= Ridgway Robert Syers Christian Codner Lloyd =

Ridgway Robert Syers Christian Codner Lloyd (20 December 1842 – 1 June 1884) was an English physician and antiquary.

==Biography==
Lloyd was born at Devonport on 20 December 1842. He was the son of Francis Brown Lloyd, a west country doctor, who afterwards took orders, by his wife Margaret, daughter of George Christian. He was educated at Bristol and Stratford-on-Avon grammar schools, and proceeded to Guy's Hospital, where he became M.R.C.S. and L.S.A. in 1866. He held the position of house surgeon in the Peterborough Infirmary for three years, and in 1870 he bought a practice at St. Albans.
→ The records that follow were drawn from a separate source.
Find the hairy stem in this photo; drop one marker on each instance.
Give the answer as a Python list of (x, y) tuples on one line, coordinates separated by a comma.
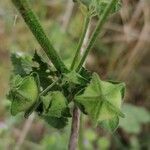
[(74, 129), (95, 34), (86, 23), (33, 23)]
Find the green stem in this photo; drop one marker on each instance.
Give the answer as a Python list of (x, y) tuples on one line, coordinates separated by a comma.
[(98, 29), (33, 23), (48, 88), (85, 27), (43, 93)]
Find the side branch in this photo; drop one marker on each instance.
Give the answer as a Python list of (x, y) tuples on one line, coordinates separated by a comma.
[(74, 129)]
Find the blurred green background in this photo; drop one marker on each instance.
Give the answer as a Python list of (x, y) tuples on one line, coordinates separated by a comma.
[(122, 52)]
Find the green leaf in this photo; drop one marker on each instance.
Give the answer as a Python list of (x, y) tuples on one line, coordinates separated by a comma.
[(55, 105), (74, 78), (110, 124), (22, 64), (101, 100), (23, 93)]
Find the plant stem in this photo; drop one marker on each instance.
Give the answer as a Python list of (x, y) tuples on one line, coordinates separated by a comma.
[(86, 23), (48, 88), (74, 129), (95, 34), (33, 23)]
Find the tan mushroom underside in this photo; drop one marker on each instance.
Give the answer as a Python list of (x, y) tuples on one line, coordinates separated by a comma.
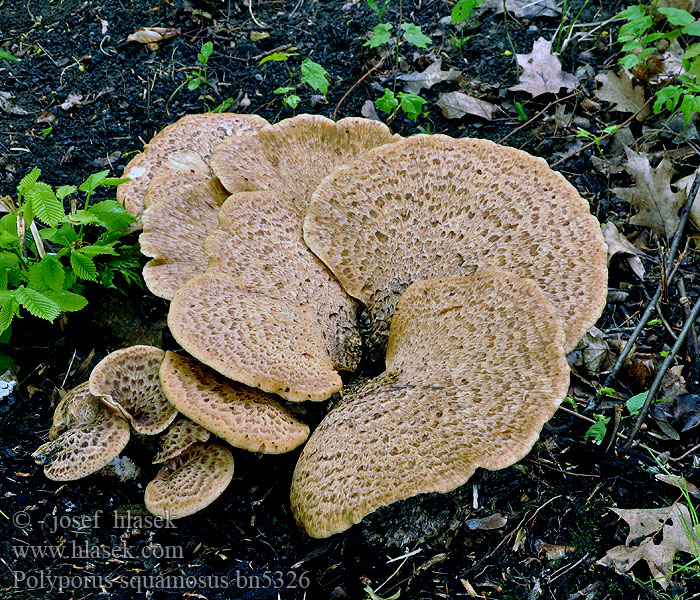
[(475, 367), (127, 379), (434, 206), (185, 145), (86, 436), (191, 481)]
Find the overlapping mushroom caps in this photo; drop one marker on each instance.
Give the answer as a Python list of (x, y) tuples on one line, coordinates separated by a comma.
[(434, 206), (185, 147), (475, 367)]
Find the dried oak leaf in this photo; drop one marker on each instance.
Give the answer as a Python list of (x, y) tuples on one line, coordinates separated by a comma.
[(675, 525), (542, 72), (622, 93), (658, 205), (415, 82), (455, 105)]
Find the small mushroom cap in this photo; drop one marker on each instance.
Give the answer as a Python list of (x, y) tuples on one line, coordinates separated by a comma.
[(86, 436), (185, 145), (475, 367), (292, 156), (191, 481), (178, 437), (259, 242), (252, 338), (245, 417), (174, 230), (127, 379), (433, 206)]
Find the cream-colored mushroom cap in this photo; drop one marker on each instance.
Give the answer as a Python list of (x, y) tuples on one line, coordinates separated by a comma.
[(191, 481), (127, 379), (292, 156), (86, 435), (174, 230), (475, 367), (250, 337), (245, 417), (434, 206), (186, 145), (178, 437)]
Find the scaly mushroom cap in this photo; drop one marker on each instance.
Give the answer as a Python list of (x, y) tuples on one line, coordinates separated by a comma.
[(292, 156), (127, 380), (245, 417), (433, 206), (263, 342), (190, 481), (86, 435), (475, 367), (174, 230), (186, 145), (178, 437)]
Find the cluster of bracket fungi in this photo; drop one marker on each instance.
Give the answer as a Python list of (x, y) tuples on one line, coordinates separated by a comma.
[(474, 267)]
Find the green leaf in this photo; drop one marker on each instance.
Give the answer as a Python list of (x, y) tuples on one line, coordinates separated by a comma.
[(414, 35), (380, 35), (315, 75), (45, 206), (83, 266), (388, 102), (68, 301), (111, 215), (37, 303), (463, 9)]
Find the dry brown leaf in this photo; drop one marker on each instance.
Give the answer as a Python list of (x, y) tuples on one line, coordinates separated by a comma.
[(658, 205), (675, 525), (525, 9), (620, 91), (415, 82), (152, 35), (455, 105), (542, 72), (619, 244)]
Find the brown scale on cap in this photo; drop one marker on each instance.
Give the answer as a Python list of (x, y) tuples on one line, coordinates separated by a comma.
[(433, 206), (174, 230), (292, 156), (178, 437), (263, 342), (259, 242), (127, 379), (186, 145), (245, 417), (191, 481), (86, 435), (475, 367)]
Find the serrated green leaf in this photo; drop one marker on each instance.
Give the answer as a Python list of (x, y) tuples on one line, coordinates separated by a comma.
[(83, 266), (46, 207), (315, 75), (413, 34), (68, 301), (37, 303)]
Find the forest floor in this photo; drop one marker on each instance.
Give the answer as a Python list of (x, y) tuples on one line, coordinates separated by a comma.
[(81, 98)]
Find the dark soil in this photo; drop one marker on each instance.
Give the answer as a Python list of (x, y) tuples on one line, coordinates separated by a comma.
[(246, 544)]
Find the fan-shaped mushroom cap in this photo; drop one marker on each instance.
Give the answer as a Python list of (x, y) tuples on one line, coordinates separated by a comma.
[(127, 380), (248, 336), (292, 156), (475, 367), (190, 481), (245, 417), (433, 206), (186, 145), (86, 435), (174, 230), (178, 437)]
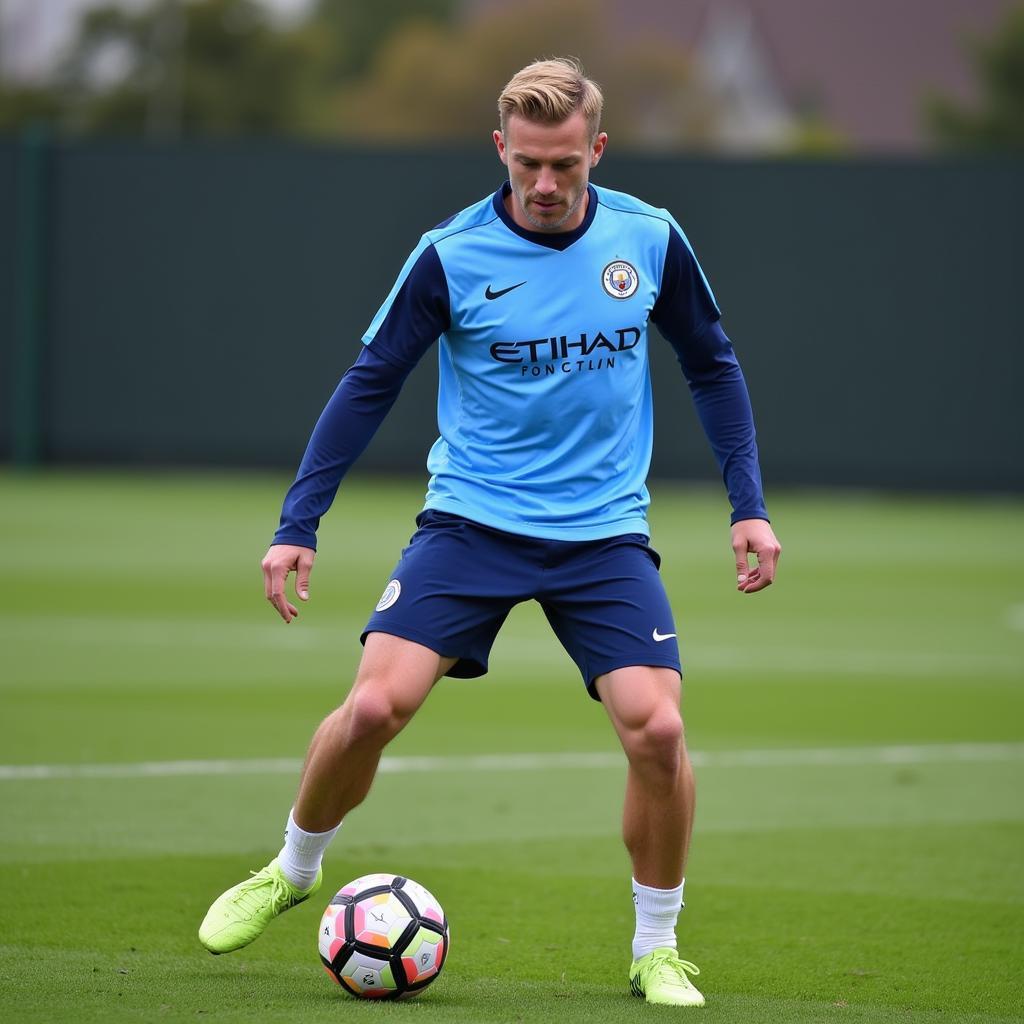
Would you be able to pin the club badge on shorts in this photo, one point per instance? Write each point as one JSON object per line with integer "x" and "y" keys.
{"x": 391, "y": 594}
{"x": 620, "y": 279}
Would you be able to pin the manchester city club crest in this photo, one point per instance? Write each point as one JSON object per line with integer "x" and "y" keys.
{"x": 620, "y": 279}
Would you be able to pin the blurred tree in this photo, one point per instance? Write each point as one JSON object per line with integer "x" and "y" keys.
{"x": 430, "y": 82}
{"x": 23, "y": 105}
{"x": 200, "y": 68}
{"x": 997, "y": 122}
{"x": 359, "y": 29}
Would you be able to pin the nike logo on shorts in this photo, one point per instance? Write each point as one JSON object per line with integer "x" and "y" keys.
{"x": 497, "y": 295}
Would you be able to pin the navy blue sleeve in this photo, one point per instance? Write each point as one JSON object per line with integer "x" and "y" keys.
{"x": 418, "y": 314}
{"x": 686, "y": 314}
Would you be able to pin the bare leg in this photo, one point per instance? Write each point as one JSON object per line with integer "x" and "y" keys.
{"x": 393, "y": 680}
{"x": 657, "y": 817}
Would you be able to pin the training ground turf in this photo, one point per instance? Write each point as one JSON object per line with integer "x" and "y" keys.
{"x": 858, "y": 731}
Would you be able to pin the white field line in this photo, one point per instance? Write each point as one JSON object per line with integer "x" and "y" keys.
{"x": 823, "y": 757}
{"x": 24, "y": 633}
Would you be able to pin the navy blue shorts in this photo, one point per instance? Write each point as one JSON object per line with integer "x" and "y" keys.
{"x": 458, "y": 580}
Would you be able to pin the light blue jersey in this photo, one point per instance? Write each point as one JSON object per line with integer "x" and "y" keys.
{"x": 544, "y": 406}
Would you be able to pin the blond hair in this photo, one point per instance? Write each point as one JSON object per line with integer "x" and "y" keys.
{"x": 551, "y": 91}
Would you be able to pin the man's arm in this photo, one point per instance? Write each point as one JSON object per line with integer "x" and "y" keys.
{"x": 411, "y": 320}
{"x": 688, "y": 316}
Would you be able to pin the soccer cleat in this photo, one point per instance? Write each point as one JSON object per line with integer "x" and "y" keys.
{"x": 243, "y": 912}
{"x": 660, "y": 978}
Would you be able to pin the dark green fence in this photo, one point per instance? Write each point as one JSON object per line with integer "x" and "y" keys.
{"x": 197, "y": 304}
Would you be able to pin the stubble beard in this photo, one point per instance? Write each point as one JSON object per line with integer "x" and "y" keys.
{"x": 549, "y": 225}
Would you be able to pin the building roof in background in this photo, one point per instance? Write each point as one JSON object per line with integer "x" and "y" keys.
{"x": 864, "y": 66}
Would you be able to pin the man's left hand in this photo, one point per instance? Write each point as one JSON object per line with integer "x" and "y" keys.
{"x": 755, "y": 537}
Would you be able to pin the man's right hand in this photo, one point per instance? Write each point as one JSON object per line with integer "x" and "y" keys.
{"x": 278, "y": 563}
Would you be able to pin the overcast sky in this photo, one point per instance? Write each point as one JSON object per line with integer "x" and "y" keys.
{"x": 33, "y": 32}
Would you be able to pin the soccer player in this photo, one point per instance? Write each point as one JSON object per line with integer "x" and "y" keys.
{"x": 541, "y": 296}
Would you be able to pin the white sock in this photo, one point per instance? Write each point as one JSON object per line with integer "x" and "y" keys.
{"x": 301, "y": 855}
{"x": 657, "y": 911}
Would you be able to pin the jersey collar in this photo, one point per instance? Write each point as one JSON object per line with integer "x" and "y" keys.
{"x": 552, "y": 240}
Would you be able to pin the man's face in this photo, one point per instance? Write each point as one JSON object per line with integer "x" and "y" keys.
{"x": 549, "y": 168}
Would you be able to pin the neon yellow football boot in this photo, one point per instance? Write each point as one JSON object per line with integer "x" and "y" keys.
{"x": 242, "y": 913}
{"x": 660, "y": 978}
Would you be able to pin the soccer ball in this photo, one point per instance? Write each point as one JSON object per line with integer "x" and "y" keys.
{"x": 383, "y": 936}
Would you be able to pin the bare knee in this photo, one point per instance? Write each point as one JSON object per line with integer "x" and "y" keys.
{"x": 656, "y": 740}
{"x": 373, "y": 713}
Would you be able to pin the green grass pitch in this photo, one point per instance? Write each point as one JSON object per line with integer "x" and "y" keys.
{"x": 858, "y": 729}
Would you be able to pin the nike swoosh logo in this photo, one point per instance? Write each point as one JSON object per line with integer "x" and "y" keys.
{"x": 497, "y": 295}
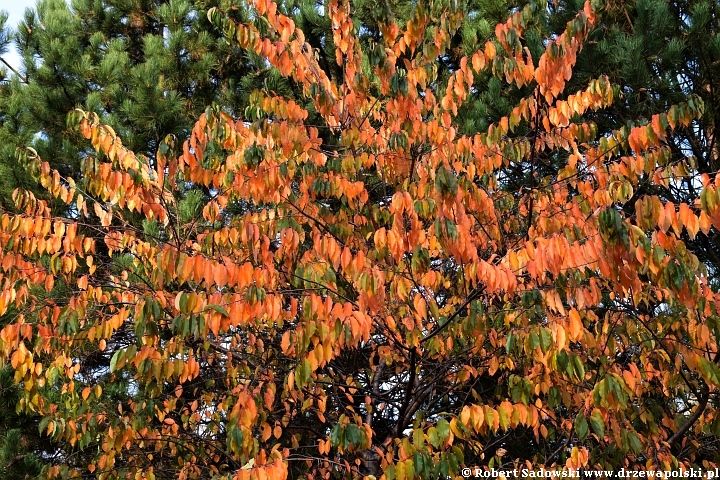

He died from typhoid fever at his house in Bricket Road, St. Albans, on 1 June 1884 and was buried in the abbey churchyard; he left a widow and one son. Lloyd was a successful physician and a diligent antiquary. He studied the history of the abbey of St. Albans, and was consulted by Mr. Henry Hucks Gibbs as to the restoration of the screen. He published "An Account of the Altars, Monuments, and Tombs in St. Albans Abbey," St. Albans, 1873, 4to, a translation with notes from the "Annales" of John of Amundesham. He also wrote many papers on archæological subjects, of which one on "The Shrines of St. Albans and St. Amphibalus" (1872), and one on "The Paintings on the Choir Ceiling of St. Albans Abbey" (1876), were published separately. He also contributed to the "Lancet" and "British Medical Journal."